Cour administrative d'appel de Paris — Décision N° CAA75-25PA01309

mercredi 4 juin 2025

JuridictionCour administrative d'appel de Paris
SectionCour administrative d'appel de Paris
N° DossierCAA75-25PA01309
TypeDécision
Recoursexcès de pouvoir
PublicationC
Formation2ème chambre
Avocat requérantSELARLU HAGEGE

Texte intégral

Vu la procédure suivante :

Procédure contentieuse antérieure :

M. B A a demandé au tribunal administratif de Montreuil d'annuler l'arrêté du 28 novembre 2024 par lequel la préfète de l'Ain a prononcé à son encontre une obligation de quitter le territoire français sans délai, a fixé le pays à destination duquel il pourra être éloigné d'office et a prononcé à son encontre une interdiction de retour sur le territoire français pour une durée d'un an.

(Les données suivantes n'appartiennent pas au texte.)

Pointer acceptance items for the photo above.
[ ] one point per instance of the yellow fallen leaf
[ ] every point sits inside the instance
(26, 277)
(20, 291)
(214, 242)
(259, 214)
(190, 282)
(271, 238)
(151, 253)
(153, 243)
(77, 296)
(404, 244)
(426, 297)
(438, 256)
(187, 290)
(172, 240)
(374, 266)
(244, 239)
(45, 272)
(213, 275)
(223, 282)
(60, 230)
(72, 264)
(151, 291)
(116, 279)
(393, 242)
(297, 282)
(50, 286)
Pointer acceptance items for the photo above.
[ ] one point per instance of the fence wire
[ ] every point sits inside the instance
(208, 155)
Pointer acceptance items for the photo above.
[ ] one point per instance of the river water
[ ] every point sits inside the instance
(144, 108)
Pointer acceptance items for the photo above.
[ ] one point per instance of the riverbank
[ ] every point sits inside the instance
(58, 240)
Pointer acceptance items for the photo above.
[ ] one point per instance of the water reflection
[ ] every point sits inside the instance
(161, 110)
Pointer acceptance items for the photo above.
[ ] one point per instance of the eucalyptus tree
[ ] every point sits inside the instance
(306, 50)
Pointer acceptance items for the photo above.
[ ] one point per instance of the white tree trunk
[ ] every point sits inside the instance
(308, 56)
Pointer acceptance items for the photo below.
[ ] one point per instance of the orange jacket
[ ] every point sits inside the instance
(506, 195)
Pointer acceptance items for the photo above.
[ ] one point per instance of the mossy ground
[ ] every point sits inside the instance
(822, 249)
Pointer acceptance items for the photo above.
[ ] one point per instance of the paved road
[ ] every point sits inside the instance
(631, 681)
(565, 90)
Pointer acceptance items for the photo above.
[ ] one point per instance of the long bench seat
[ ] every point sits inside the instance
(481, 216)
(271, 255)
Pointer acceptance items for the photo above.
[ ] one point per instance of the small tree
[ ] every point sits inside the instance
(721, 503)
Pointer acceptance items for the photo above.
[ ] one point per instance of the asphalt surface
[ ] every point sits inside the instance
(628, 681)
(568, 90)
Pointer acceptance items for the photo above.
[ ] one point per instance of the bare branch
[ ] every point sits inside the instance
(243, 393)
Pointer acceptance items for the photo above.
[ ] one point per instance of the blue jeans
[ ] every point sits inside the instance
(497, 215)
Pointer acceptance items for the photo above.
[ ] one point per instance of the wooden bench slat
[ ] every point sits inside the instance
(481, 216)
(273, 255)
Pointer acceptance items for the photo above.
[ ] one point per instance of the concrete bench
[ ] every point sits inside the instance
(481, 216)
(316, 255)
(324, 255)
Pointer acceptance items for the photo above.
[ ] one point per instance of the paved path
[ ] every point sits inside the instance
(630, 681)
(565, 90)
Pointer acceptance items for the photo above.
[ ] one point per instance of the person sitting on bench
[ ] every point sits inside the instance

Par un jugement n° 2417767 du 7 mars 2025, le tribunal administratif de Montreuil a rejeté sa demande.

Procédure devant la cour :

Par une requête enregistrée le 20 mars 2025 sous le n° 25PA01309, M. B A, représenté par Me Hagege, demande à la cour :

1°) d'annuler le jugement n° 2417767 du 7 mars 2025 du tribunal administratif de Montreuil ;

2°) d'annuler l'arrêté du 28 novembre 2024 de la préfète de l'Ain, en particulier la décision lui faisant interdiction de retour sur le territoire français pendant une durée d'un an ;

3°) d'enjoindre à la préfète de l'Ain de lui délivrer un titre de séjour portant la mention salarié ;

4°) de mettre à la charge de l'Etat le versement de la somme de 1 500 euros sur le fondement de l'article L. 761-1 du code de justice administrative.

Il soutient que :

Sur la décision portant obligation de quitter le territoire français :

- elle est entachée d'un vice de compétence ;

- elle est insuffisamment motivée ;

- elle méconnaît les stipulations de l'article 8 de la convention européenne de sauvegarde des droits de l'homme et des libertés fondamentales ;

- elle est entachée d'une erreur manifeste d'appréciation.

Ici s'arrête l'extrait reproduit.